The two in question are Elle (Riva), French for 'She' or 'Her', who's an actress in Hiroshima and Lui (Okada), a Japanese architect who's actually from Hiroshima. A lot of the film is musings by these two people; on life, the global situation, their relationship and their pasts. The film is very concentrated in its study of these two people in this particular city, having this particular relationship and whatever politics it wants to get across it introduces with Elle wanting to quite clearly recognise the Hiroshima disaster and Lui initially just discarding it, something quite surprising for someone Japanese to do; then again, maybe he was just more interested in her than his opinion of his semi-destroyed town given the timing of when the conversation was raised.

What is born out of this opening, which continues combines documentary style footage inter-cut with said people, is a further scene that really points out its political stance and that's a demonstration about the weapon of mass destruction. So you, as do we all when watching, get the picture that the H-bomb was wrong in this filmmaker's opinion which is fine – that's done, what's next? Fortunatley, the film does open up further and didn't become what I was fearing: a dreary and fictionalised account that slips in and out of the documentary thus demanding some sort of artistic labelling just because it 'looks' like an avant-garde piece.

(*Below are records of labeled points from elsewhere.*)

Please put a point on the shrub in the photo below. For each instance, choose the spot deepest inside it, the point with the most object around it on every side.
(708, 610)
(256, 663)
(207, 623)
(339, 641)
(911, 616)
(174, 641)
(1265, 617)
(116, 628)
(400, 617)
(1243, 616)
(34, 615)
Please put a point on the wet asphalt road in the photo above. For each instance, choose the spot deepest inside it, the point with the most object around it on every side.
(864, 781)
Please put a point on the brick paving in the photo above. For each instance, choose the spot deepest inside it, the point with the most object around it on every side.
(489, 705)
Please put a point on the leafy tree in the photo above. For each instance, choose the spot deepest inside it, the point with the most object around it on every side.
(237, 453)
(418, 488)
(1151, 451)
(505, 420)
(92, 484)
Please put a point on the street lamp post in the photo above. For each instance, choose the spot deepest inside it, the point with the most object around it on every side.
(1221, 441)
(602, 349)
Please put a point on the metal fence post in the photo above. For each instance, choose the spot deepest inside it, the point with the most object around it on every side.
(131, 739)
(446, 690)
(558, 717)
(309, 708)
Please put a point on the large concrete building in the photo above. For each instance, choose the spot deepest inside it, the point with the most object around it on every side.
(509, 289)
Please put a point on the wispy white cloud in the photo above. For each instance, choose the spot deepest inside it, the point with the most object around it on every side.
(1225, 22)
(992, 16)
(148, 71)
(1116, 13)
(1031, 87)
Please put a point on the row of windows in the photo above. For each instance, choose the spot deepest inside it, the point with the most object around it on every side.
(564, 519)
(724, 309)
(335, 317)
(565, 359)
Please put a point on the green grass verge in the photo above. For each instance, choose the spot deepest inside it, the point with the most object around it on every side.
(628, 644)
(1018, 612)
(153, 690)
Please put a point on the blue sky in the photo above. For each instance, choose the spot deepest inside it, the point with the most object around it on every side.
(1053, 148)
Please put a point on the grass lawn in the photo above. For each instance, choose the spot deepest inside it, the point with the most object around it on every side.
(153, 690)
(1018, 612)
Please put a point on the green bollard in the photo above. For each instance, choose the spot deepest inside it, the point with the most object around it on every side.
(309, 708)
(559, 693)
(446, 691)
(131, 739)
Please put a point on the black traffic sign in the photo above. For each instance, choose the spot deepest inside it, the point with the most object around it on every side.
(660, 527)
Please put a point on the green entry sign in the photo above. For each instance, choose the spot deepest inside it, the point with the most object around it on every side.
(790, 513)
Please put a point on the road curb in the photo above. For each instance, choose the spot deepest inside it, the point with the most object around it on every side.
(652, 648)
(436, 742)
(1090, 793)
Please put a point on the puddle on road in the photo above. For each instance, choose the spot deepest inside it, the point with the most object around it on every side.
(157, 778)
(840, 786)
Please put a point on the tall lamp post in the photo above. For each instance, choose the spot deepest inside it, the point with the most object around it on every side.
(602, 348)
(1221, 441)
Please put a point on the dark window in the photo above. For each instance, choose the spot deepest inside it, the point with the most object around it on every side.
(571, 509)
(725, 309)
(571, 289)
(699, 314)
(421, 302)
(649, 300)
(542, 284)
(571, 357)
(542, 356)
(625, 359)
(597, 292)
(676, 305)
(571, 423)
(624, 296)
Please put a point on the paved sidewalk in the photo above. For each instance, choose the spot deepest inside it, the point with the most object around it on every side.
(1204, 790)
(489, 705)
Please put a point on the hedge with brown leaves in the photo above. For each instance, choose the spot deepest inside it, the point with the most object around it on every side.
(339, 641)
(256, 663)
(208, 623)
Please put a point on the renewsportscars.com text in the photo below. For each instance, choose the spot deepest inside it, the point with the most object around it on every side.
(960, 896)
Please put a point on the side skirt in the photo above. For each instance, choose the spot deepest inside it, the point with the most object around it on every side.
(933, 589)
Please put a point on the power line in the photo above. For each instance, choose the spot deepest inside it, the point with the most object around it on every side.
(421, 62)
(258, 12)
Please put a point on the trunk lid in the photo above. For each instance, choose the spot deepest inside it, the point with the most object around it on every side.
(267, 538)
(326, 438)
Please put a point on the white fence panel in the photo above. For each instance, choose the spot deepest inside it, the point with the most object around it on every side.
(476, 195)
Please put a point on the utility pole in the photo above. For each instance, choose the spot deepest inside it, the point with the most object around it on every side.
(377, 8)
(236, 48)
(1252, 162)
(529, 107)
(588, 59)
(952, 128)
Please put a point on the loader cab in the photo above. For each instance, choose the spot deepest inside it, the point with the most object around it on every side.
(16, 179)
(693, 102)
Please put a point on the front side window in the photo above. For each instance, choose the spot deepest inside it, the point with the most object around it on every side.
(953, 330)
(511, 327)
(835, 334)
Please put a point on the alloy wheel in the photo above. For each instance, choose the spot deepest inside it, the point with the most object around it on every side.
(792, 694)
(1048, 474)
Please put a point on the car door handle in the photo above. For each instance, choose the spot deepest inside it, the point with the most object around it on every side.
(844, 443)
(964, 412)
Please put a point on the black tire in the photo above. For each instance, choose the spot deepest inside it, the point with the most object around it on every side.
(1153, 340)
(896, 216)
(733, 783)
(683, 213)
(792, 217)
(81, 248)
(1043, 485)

The conversation that I think saves the piece occurs between the two leads as they talk of past activity. Lui points out that he's from Hiroshima and, had he not been fighting in the Japanese army during the war, he surely would've been killed by 'the bomb' had he still been at home. Additionally, had the bomb never have fallen, Elle would not be there working as an actress and consequently, she would never had met Lui. It's a brief but quite an unnervingly optimistic turnaround given all the 'anti' politics the film had given us prior to this. It's a look at hope; something positive born out of something the author clearly stated previously he thought was negative.

But this is it, and I say that with as much positivity as possible. It is a lot of fancy switching from real life footage to two people rolling around in bed. It is a film that wants to say more about the dropping of the bomb on Hiroshima than anything else, despite desperately trying to force its way into a genre towards the end when Elle reveals a 'past tragedy' in the sense she loved a German soldier in France during the occupation and suffered at the hands of others when word got out and the war ended. All of that feels included for sake of a runtime, something I didn't expect I'd be coming away from "the film that started the French New Wave" thinking. But the film is solid overall; it has that uncanny feel to it – that feel and that clear sense of inspiration. It is most things from 1942's Casablanca to 1995's Before Sunrise, meshed into one and with a political agenda. It is a tragedy at the end of the day and rather impressively, I think we feel for those who lost their lives in Hiroshima that day in August 1945, as well as for the two leads themselves when certain revelations become apparent right near the end – which in itself is a pretty impressive achievement.